To explore whether temperature-dependent increases in cardiac output (Q) are mediated solely through heart rate (f_H) in fish to ensure adequate/efficient blood oxygenation, we injected steelhead trout with saline (control) or zatebradine hydrochloride (1.0 mg kg⁻¹), and measured blood oxygen status, cardiorespiratory variables and cardiorespiratory synchrony during a critical thermal maximum (CT_Max) test. The increasing temperature regimen itself (from 12 °C to CT_Max) resulted in large decreases in arterial oxygen partial pressure (P_aO₂) and content (C_aO₂) (by ∼35% and 25%, respectively).
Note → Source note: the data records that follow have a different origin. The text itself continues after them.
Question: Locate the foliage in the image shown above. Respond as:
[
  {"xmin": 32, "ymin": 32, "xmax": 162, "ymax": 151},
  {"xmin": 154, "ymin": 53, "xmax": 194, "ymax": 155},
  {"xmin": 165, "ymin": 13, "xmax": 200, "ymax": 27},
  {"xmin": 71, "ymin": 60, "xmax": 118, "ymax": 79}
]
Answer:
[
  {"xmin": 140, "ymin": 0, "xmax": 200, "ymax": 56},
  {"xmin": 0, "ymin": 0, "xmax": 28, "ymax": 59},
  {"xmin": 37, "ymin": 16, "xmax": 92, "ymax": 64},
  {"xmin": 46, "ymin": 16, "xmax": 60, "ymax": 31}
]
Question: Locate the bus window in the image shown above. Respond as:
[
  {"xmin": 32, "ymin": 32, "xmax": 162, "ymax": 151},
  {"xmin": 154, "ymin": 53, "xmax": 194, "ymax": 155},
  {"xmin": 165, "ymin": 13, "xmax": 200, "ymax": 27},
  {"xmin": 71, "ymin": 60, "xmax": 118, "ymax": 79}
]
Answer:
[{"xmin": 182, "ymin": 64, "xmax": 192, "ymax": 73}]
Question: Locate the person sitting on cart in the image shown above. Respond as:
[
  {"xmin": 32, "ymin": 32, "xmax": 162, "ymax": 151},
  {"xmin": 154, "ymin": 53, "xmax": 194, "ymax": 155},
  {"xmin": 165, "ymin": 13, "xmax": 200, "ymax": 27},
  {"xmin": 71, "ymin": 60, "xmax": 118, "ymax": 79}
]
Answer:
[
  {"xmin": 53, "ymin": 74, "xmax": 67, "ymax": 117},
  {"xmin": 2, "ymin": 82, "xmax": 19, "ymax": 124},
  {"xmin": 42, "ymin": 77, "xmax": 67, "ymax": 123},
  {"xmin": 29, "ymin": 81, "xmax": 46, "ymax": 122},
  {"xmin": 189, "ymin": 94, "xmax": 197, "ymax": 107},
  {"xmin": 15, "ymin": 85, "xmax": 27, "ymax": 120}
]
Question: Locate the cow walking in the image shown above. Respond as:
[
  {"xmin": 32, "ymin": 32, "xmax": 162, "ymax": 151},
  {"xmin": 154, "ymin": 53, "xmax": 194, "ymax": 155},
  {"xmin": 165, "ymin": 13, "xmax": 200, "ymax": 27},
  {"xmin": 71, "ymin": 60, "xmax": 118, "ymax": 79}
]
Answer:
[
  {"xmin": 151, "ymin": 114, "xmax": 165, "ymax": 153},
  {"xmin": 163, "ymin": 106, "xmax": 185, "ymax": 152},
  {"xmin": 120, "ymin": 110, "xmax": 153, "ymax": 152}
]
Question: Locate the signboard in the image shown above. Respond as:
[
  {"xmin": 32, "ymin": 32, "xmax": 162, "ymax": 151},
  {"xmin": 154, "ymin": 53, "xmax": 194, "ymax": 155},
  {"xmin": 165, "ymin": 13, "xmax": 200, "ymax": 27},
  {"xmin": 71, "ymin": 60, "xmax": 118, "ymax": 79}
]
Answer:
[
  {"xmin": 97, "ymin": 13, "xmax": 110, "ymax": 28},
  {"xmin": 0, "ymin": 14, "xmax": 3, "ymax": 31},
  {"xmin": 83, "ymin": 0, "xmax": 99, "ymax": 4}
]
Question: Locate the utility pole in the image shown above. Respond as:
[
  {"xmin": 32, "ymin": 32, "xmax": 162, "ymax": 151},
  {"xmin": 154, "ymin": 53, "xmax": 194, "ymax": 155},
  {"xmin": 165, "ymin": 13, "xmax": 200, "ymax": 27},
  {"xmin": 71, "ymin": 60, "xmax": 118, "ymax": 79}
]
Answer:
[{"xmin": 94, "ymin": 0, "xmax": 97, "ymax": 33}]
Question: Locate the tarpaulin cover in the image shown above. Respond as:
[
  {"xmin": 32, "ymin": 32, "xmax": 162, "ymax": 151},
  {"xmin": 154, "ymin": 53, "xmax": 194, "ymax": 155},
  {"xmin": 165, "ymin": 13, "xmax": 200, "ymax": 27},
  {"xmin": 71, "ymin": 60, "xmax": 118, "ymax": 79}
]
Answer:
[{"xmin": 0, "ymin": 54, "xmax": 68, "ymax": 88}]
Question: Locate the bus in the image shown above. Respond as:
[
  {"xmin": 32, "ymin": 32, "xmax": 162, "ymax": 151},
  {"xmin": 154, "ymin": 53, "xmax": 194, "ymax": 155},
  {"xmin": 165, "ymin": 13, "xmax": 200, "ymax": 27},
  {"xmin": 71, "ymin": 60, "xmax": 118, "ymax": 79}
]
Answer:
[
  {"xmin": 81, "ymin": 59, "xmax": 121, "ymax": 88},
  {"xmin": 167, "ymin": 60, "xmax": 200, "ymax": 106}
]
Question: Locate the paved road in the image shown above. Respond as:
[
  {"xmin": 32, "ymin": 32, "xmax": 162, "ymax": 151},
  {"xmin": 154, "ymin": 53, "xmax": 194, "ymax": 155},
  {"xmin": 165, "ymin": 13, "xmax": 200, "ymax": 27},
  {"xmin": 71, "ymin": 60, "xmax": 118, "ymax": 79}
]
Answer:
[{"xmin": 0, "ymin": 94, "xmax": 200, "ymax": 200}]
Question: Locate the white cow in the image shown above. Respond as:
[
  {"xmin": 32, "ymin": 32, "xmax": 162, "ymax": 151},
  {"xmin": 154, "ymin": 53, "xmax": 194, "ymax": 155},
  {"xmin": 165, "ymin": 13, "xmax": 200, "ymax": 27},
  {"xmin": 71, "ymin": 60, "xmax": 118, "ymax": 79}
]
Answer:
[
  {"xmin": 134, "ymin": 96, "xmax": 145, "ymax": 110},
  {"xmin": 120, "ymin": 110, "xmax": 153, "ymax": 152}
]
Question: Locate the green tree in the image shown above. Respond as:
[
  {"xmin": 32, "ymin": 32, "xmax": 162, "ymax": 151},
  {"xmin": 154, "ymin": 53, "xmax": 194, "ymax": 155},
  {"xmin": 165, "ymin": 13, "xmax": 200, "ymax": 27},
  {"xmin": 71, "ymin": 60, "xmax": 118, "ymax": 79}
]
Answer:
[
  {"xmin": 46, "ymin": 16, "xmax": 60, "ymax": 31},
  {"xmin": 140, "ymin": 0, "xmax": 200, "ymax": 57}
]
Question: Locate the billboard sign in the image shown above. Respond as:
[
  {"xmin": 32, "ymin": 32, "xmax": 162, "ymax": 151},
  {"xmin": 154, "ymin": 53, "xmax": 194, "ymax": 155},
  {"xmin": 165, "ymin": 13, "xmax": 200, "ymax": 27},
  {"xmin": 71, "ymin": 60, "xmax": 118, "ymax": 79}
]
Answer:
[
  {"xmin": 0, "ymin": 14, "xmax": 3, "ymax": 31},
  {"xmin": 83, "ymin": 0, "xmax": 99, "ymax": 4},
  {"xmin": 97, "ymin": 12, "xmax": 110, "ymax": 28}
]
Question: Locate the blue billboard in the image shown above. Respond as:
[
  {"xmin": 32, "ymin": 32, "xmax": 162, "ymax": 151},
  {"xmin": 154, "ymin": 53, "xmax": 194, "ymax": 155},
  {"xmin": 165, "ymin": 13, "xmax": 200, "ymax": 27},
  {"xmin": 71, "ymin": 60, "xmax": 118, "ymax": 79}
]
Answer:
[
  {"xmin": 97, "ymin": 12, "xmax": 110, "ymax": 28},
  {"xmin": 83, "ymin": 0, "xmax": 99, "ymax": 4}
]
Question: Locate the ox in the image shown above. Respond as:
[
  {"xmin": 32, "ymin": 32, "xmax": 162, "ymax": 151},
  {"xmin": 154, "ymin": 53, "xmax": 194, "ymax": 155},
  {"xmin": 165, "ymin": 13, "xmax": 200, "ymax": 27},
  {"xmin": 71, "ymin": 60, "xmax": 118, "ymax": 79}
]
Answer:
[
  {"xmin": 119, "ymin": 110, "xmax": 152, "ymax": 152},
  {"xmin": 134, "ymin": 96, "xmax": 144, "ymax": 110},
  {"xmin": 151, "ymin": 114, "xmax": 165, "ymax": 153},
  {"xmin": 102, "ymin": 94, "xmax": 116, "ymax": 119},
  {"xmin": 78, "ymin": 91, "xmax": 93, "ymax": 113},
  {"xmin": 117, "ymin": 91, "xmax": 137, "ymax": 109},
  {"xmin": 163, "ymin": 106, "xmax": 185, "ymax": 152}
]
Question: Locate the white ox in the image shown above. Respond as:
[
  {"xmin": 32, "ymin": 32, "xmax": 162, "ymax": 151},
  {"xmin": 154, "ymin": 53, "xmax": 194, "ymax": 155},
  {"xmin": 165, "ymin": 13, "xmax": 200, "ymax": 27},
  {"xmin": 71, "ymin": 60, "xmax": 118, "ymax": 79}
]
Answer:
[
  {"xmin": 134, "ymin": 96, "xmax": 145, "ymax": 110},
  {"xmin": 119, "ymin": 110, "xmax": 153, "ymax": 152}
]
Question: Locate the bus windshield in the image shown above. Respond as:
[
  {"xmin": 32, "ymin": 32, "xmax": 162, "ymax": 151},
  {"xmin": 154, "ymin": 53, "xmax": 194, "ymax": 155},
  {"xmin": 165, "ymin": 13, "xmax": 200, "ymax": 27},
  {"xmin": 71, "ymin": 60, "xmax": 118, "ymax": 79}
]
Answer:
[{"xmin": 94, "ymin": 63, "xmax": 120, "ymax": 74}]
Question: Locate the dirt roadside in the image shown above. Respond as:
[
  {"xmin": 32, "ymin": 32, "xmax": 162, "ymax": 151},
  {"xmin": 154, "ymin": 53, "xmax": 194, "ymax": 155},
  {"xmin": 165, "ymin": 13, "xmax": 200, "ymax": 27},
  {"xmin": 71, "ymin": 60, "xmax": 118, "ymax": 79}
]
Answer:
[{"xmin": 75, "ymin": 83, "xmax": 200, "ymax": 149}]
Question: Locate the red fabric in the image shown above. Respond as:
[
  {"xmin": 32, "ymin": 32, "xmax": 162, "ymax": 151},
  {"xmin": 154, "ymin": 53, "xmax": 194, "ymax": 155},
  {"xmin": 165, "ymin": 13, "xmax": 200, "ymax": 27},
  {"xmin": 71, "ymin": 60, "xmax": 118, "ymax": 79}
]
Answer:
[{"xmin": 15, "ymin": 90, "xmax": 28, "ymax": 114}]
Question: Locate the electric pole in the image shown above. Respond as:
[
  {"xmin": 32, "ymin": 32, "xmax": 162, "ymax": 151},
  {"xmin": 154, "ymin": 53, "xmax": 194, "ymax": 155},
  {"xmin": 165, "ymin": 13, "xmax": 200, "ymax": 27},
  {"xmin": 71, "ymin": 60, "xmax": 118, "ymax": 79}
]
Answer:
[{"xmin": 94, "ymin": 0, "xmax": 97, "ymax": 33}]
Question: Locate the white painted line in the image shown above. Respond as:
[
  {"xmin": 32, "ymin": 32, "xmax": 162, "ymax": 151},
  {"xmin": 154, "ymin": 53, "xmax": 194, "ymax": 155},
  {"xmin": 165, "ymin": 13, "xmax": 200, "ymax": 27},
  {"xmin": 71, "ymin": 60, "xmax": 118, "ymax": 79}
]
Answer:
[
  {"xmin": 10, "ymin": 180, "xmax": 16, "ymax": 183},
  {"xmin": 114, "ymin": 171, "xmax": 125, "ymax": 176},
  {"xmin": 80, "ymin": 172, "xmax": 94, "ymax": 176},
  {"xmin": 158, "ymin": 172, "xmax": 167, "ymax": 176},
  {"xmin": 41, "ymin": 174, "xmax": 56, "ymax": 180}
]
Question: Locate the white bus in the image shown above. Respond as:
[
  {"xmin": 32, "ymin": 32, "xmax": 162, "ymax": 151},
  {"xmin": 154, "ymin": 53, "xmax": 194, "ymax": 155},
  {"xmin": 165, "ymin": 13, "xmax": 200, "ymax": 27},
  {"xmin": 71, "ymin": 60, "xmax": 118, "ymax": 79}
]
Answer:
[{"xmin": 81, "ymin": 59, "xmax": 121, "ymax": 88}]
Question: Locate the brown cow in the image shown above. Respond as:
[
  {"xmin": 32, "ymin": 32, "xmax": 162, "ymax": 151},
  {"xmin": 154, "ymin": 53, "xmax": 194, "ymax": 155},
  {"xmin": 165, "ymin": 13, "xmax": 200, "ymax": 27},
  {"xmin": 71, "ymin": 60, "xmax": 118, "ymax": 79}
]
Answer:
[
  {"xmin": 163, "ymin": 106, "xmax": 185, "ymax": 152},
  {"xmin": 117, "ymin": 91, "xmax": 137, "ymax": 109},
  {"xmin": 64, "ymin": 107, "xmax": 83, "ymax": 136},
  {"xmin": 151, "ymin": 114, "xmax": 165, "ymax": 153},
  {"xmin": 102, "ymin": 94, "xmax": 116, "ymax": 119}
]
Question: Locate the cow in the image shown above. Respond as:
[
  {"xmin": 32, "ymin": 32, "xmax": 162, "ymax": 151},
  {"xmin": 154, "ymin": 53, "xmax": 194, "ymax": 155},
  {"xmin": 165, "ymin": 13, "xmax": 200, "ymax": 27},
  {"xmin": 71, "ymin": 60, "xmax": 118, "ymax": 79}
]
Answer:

Further, there was little evidence of cardiorespiratory synchrony at 12 °C, and the number of fish that showed synchrony at high temperatures only increased marginally (to 3 out of 7) despite the large decrease in P_aO₂. These results: (1) indicate that in some situations (e.g. when ventilation is exclusively/predominantly dependent on buccal–opercular pumping) the upper thermal tolerance of fish may be constrained by both cardiovascular and ventilatory performance; and (2) question the importance of cardiorespiratory synchrony (ventilation–perfusion matching) for gas exchange in salmonids, and fishes, in general.